Firefly S1-02: The Short Review

'Bushwhacked'

Written and Directed by Tim Minear

"Bushwhack: Verb, transitive, 'to attack suddenly from a place of concealment, ambush.'"

Well...I don't know about anyone else, but I thought that was a weird mix of the kick-ass and the disappointingly poor. It almost felt like two different episodes spliced down the middle. Or to put it another way, it felt simultaneously as though it had too much plot, and too little.

The first half of the episode, in which Firefly investigates the derelict corpse of a bushwhacked transport ship, is moody and atmospheric (albeit with a few diversions that seemed utterly superfluous; what was that booby-trap segment all about?). There are some nice character scenes - any conversation between Book and Mal gets an enthusiastic thumbs-up from me - and the Reavers are effectively established as an enemy simultaneously intriguing and frightening. I think it works because there is a survivor; through him, we see what the Reavers are like rather than just being told about it. And worse, we're afraid that what we're seeing is just a pale shadow of the real thing.

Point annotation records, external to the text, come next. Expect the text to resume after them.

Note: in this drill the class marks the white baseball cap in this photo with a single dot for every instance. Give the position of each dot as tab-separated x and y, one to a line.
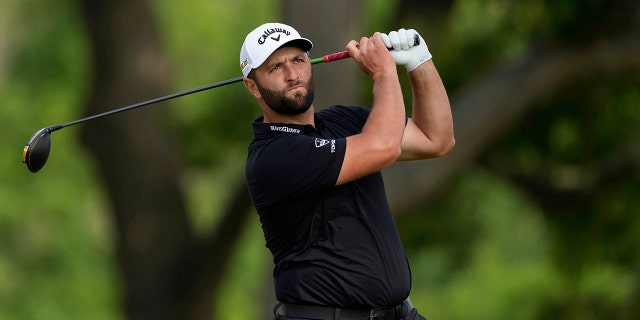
266	39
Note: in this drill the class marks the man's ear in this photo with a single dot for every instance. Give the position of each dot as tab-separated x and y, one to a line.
250	84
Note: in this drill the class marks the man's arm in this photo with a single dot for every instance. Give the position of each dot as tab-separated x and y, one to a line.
429	133
378	145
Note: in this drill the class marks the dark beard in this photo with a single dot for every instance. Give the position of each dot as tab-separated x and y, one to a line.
278	102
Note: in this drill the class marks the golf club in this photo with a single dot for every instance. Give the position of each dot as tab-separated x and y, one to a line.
36	152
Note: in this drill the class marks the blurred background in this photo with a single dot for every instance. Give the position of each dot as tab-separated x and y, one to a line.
145	215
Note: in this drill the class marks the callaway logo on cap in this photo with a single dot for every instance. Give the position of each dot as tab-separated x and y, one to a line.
264	40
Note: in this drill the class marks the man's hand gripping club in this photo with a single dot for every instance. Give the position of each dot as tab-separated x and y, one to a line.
404	49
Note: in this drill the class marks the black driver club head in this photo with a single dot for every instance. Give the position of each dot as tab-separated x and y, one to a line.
36	152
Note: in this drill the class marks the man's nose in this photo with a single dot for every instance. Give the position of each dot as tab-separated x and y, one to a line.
291	72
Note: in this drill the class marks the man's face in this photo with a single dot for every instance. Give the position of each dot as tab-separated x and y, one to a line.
285	81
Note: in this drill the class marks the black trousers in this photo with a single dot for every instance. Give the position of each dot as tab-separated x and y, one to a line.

Then things get turned on their head, and Serenity is bushwhacked and boarded by an Alliance vessel. The pace shifts dramatically - too dramatically, for my tastes; it feels as though too long was spent on the first half, and Tim Minear suddenly realised what he had to fit into the second half. Not that there aren't some very nice scenes here, too, with the juxtaposed ransacking of Serenity and interrogation of her crew working particularly well. But the denouement feels too quick; all the tension built up in the first half of the episode isn't so much released as it is wasted.

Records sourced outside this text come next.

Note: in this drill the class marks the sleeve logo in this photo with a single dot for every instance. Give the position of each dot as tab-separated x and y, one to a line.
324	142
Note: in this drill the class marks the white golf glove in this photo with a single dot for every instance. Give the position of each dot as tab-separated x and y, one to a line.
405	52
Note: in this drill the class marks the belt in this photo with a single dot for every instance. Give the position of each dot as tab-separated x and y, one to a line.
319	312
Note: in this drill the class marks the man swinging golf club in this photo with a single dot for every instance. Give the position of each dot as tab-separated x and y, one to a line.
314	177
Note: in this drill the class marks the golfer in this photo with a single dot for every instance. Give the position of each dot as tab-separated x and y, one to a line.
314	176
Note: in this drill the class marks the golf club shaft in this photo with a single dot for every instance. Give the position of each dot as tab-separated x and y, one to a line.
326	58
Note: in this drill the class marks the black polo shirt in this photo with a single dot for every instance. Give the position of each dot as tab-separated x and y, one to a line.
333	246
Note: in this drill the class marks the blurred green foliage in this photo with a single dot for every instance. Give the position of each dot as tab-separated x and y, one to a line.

I think the problem is that the narrative threads - the Reaver attack, and the Alliance boarding Serenity - never really come together. The half-way point doesn't feel so much like a twist as it does a reboot, and whilst I like the fact that the most obvious denouement (returning Reavers) was avoided, the replacement (Mal helps out the Alliance, they let him go after a rap on the knuckles) wasn't much better.

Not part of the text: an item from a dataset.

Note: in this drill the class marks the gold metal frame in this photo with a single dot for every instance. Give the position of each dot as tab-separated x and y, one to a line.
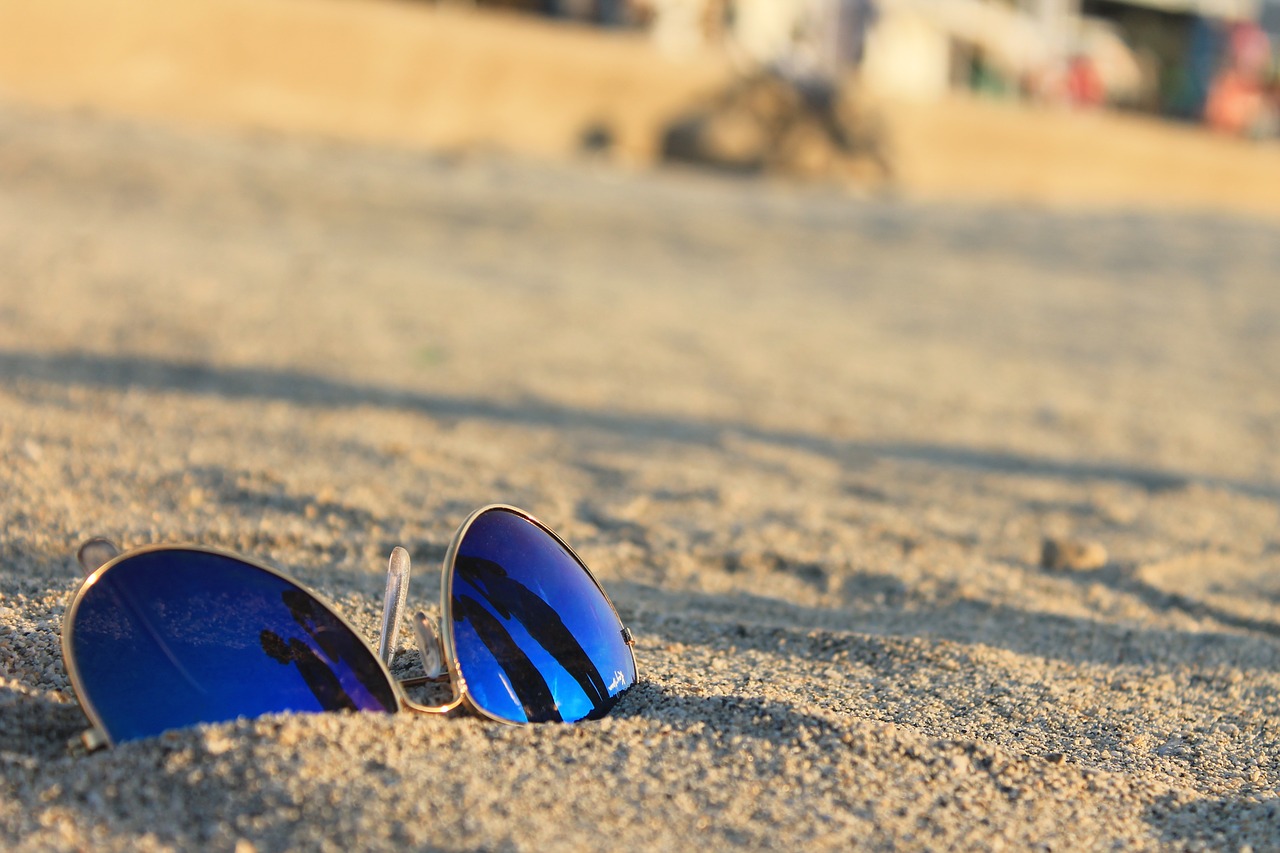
96	737
451	655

Character-wise, Inara and Zoe still bore me to tears, but I'm increasingly enjoying Mal, Book and Kaylee. I've also decided that although there are definite Wesley/Simon similarities, they are in at least one important respect opposites - where Wesley was sent out into the world overprepared, Simon is massively underprepared. The music was a lot better this time around, as well, with the strings and twangs in the main working for the episode, rather than against it (although it has to be said that there was still some unfortunate 'comedy' scoring). Unfortunately, I still don't feel that the writers have quite got the right balance of modern and 'western' language; there were some moments that grated.

But all in all, it's probably a step up from last week. I still don't have a clear sense of the why of Firefly, mind you. I don't know what it's about; I don't know why it has to be set in spaaaace. But even with the weird plotting, I enjoyed the episode, and that has to mean something.